AIGA membership card.
left: old design
I just received my new AIGA membership card in the mail yesterday and while I was really happy that they enacted a system to update cards with a new sticker every year instead of a new plastic card (go green!), I was somewhat taken aback to discover this magenta piece of (recycled) plastic staring up at me for what will now be an eternity.
Granted, I fully understand and appreciate the concept behind this color being one of 4 “designer” colors (cyan, magenta, yellow, or white/black reflecting the CMYK inks in print) and one could even argue that magenta is hipster-trendy and maybe even gender-neutral in today’s day and age.

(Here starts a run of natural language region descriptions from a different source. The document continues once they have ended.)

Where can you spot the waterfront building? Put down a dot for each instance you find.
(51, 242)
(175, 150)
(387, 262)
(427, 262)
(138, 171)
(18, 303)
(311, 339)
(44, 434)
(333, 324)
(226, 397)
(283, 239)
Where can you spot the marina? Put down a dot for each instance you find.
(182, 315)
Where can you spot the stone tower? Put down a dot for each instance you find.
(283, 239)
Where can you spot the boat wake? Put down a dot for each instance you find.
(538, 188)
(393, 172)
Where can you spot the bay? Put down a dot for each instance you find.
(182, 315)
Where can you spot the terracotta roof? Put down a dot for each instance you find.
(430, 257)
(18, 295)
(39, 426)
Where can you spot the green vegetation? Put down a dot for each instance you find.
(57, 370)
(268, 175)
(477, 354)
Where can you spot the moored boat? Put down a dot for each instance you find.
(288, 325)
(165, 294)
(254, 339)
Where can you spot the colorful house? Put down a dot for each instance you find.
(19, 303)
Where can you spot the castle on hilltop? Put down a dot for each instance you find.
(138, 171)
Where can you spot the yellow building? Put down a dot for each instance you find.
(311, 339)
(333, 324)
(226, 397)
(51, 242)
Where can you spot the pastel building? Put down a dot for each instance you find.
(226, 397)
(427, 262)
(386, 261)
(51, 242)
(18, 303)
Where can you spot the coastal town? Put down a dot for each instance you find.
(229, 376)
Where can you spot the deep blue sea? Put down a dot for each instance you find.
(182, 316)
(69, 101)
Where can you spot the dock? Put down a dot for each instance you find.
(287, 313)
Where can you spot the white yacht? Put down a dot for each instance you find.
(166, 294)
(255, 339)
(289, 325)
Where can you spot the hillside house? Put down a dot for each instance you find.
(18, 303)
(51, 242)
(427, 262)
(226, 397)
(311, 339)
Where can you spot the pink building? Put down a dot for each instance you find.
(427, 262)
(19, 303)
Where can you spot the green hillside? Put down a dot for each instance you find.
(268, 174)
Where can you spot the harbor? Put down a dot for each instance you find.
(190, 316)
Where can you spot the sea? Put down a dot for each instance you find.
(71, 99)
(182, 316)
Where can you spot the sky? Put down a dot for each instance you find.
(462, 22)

Furthermore, did I really expect to get a choice between C, M, Y, and K? Nevertheless, as a female mass consumer first and foremost, my initial reaction was that of dread: did it have to be pink? I have never been a girly girl and have always struggled to find something geared towards my gender that wasn’t stereotypically and overly pink, flowery, and glittery. Yes, maybe magenta isn’t quite Barbie pink, and maybe I am being hypocritical in saying pink is not always for girls and yet saying this is pink and it says “girl.” But let’s get beyond the PC talk and face it: culturally we are still navigating our way away from “blue is for boys, red is girls” and in context (a magenta card in a woman’s wallet), this would be read as a “girl” color. In a man’s wallet, a magenta card would say “confident and fashionable” but in mine, not so much.

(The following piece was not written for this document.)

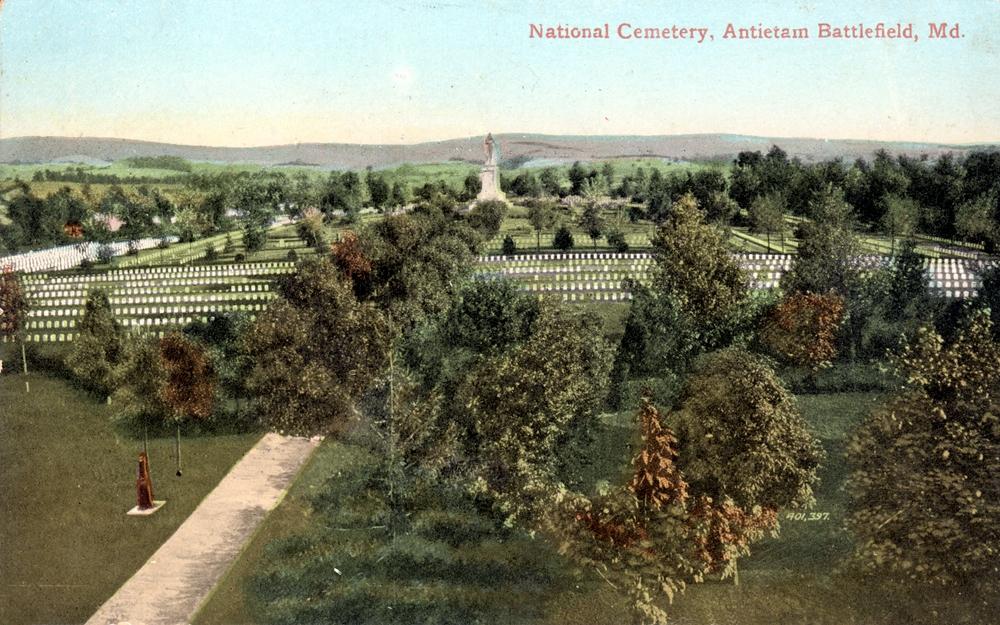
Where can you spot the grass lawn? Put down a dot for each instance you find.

Personal preferences aside, I find the type treatment changes pretty intriguing. The original card’s type treatment was conservative, professional, maybe authoritative or even cold and alienating in its austere handling. I know that the use of upper and small caps together is pretty controversial in some circles of type purists. Its somewhat corporate design did not necessarily differentiate this as a designer’s card*. Layout-wise, the first thing you notice is “AIGA”, followed by the member name.
In the new card, the first thing you notice (outside of the color) is the member name while the vibrant expiration date pulls your eye to the bottom right. Whether or not your eye hits AIGA’s logo before moving there, I think, is up for discussion. The font also carries a lot more character. It’s bold upper and lowercase type feels somewhat friendlier and (in conjunction with its color choices) more fun. However, this makes me wonder if it takes away from the idea of AIGA as a “professional association for design.” In my opinion, this layout doesn’t feel any more designed than the original–in fact it seems somewhat lo-fi, especially so if it was on a white card.
I guess in the end it all depends on what AIGA was trying to achieve in its redesign–personality vs professionalism. Trendy vs. traditional. The one thing I do love is that it reflects efforts to be more sustainable.
So, what do YOU think? Do you like AIGA’s new membership card design? What do you think improved and what do you think needs improvement?
*Good design is generally thought to be one that disappears to the background instead of distracts the viewer when done correctly, so whether a designer’s card should draw attention or disappear in perfection is a good question. Furthermore, corporations often ask designers to design their materials, so a professional designer’s card and designed professional’s card could potentially be treated the same…ahhh philosophy =P.